Works of two well known Italian photographers, masters of landscape
Elio Ciol (born in 1929) has been shooting same places in black and white for over half a year: Assisi in the province of Perugia and its surroundings. Assisi under snow drifts, in a fog, in winter and in summer. In Elio Ciol's photographs, arcades, stairs, curves of empty streets, ancient walls drenched in the sun and casting fanciful shadows, stand next to panoramic views. Like pieces of mosaic, these images come together to form a harmonious view of the world loved by the photographer.
According to writer Carlo Sgorlon, “Ciol, as many others, is attached to his Penates and his culture, his feeling toward them being similar to religious. Therefore, this place for him is not only the starting point, but also the point of return. Its theme is most closely connected with the artists' religious and philosophical views that fund each of his works”.
Using infrared filters that allow him to achieve unusual effects, Ciol often lends dramatic sound to the “silence” of his uninhabited landscapes.
The works of Frank Dituri (born in 1946) reveal the aspiration of creating images existing beyond time. Italian by descent, Frank Dituri was brought up and became photographer in New-York. His works were displayed in scores of galleries and museums all over the world and published repeatedly in important photographic editions. Having been fascinated by one of Giorgio de Chirico's most enigmatic works, Mystery and Melancholy of a Street, he seeks to create a similar feeling of space and time in his monochromatic images inhabited by blurred silhouettes of trees, buildings and people. Dituri claims that “combination of visible reality and its psychological underpinning is absolutely essential for any work of art”. Teetering on the edge of the real and the surreal, the obvious and the concealed, the author encourages viewers to guess, conjecture and imagine.
Frank Dituri's fragmentary compositions reveal the author's interest to the heritage of the Pictorialists, a certain recovery of their artistic methods.
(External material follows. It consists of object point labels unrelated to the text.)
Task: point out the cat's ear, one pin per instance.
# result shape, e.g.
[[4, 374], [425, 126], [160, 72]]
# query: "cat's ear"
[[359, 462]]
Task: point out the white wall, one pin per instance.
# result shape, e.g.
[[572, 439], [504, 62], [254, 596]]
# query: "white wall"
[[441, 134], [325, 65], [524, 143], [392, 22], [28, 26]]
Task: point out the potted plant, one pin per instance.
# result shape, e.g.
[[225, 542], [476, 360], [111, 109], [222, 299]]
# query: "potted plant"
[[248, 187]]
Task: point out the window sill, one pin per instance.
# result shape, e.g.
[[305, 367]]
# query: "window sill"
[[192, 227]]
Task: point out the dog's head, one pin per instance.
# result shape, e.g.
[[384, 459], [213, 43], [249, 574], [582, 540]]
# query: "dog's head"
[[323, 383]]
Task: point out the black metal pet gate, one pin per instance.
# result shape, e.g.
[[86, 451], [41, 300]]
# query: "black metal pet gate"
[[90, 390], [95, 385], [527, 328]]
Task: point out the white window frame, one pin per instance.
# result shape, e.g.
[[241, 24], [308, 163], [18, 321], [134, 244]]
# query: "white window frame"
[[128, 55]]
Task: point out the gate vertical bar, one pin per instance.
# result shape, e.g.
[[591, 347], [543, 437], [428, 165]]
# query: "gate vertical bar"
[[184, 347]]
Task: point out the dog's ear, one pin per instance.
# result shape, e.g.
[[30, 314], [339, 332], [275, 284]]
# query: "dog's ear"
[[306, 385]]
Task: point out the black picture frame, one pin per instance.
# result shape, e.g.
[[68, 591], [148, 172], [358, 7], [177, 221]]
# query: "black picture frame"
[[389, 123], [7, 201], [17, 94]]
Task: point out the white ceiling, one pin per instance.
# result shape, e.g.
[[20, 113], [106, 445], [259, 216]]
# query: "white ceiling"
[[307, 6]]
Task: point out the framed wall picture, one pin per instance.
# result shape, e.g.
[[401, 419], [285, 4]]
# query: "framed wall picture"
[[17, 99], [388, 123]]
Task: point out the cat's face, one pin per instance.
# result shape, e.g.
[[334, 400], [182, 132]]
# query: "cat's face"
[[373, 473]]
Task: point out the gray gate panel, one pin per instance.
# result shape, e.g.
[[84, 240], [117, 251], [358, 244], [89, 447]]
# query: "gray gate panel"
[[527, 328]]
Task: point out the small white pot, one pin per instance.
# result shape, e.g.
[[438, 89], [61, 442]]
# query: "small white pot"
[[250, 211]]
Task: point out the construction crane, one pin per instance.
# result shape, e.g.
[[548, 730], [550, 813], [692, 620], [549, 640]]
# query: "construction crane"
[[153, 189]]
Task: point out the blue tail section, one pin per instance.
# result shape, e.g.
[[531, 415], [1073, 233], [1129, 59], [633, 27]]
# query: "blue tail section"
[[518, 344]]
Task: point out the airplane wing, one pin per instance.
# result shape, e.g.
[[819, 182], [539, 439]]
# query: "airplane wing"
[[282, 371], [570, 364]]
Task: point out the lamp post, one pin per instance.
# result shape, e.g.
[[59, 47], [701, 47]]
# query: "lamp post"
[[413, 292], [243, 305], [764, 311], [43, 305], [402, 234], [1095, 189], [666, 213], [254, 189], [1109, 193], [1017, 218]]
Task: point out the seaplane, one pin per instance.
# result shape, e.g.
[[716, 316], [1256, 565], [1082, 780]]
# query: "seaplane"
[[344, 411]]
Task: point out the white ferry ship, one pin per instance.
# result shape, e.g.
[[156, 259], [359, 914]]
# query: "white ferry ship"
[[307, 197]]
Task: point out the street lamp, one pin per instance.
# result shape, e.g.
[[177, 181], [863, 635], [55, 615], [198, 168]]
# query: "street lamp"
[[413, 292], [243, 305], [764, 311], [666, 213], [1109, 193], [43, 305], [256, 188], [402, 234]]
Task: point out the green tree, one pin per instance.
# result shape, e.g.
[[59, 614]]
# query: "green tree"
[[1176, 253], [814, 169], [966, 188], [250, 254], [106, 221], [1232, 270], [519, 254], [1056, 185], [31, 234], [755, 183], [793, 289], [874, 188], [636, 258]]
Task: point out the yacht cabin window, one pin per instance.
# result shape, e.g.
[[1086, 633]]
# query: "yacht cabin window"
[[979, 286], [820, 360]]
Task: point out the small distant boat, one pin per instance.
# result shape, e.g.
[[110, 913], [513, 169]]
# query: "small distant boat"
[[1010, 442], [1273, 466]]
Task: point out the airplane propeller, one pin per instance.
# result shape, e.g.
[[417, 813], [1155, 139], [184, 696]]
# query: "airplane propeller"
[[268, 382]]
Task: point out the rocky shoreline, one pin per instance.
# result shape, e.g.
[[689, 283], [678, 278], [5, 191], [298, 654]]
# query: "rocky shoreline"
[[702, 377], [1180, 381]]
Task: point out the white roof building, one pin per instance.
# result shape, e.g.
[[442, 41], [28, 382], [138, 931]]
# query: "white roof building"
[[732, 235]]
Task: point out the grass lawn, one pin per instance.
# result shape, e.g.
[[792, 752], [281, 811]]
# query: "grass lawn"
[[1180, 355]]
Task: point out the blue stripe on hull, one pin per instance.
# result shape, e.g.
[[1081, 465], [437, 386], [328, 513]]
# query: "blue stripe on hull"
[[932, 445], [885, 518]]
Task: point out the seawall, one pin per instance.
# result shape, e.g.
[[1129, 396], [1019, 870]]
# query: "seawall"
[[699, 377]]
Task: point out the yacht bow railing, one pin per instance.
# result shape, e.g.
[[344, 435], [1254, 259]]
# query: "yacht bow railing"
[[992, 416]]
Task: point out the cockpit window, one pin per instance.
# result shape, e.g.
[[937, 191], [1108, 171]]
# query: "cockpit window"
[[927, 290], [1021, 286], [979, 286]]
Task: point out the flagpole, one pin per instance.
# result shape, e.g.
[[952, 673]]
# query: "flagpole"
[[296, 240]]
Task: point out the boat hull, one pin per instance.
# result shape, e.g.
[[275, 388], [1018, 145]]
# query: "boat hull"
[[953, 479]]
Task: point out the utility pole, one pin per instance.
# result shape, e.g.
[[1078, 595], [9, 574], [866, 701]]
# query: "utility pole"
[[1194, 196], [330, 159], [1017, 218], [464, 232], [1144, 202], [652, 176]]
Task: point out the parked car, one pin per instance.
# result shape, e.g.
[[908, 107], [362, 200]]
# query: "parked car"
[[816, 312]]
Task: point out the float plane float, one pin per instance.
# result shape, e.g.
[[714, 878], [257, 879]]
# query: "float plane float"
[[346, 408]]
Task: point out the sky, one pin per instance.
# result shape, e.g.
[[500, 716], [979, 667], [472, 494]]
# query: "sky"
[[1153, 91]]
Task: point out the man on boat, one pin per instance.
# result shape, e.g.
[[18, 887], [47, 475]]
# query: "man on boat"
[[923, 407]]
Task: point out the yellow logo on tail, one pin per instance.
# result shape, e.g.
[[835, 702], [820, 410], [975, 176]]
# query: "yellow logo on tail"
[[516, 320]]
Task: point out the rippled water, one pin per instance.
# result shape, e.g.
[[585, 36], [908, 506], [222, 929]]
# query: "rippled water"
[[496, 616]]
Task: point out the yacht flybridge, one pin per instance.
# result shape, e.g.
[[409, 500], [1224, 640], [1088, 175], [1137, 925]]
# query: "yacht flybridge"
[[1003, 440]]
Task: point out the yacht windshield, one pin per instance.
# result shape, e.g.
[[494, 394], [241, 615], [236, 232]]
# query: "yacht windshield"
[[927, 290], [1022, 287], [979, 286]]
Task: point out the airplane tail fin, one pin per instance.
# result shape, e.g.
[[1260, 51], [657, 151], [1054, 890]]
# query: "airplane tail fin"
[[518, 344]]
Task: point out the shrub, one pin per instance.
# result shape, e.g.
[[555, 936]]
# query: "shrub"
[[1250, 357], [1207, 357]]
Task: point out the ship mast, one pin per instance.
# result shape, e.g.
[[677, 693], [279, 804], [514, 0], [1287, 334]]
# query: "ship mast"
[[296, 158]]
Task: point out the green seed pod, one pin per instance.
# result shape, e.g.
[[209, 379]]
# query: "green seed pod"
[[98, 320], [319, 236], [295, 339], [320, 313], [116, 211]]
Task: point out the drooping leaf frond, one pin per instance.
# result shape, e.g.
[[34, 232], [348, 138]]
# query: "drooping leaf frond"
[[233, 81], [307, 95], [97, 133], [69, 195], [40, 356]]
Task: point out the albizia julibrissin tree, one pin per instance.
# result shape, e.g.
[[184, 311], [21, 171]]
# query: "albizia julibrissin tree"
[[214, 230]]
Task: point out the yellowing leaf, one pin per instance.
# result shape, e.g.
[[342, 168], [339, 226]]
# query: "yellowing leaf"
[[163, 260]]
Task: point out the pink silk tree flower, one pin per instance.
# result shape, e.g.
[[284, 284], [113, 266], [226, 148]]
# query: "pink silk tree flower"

The author's impressionistic images are penetrated with his deeply personal attitude to his objects, his main character being the “feeling” – changeable and elusive, existing only here and now. On the contrary, Elio Ciol's photographs are academically austere. The nature is shown here magnificent and unapproachable. There is no place for humans in it, and the ancient buildings are the only inhabitants of this world where the time and tradition can be sensed almost on the physical level.
The exhibition Density of Silence opening in ROSPHOTO shows two subjective views, two examples of interpretation of the world, realized in the images of Italian nature, freed of anything accidental and inconsistent.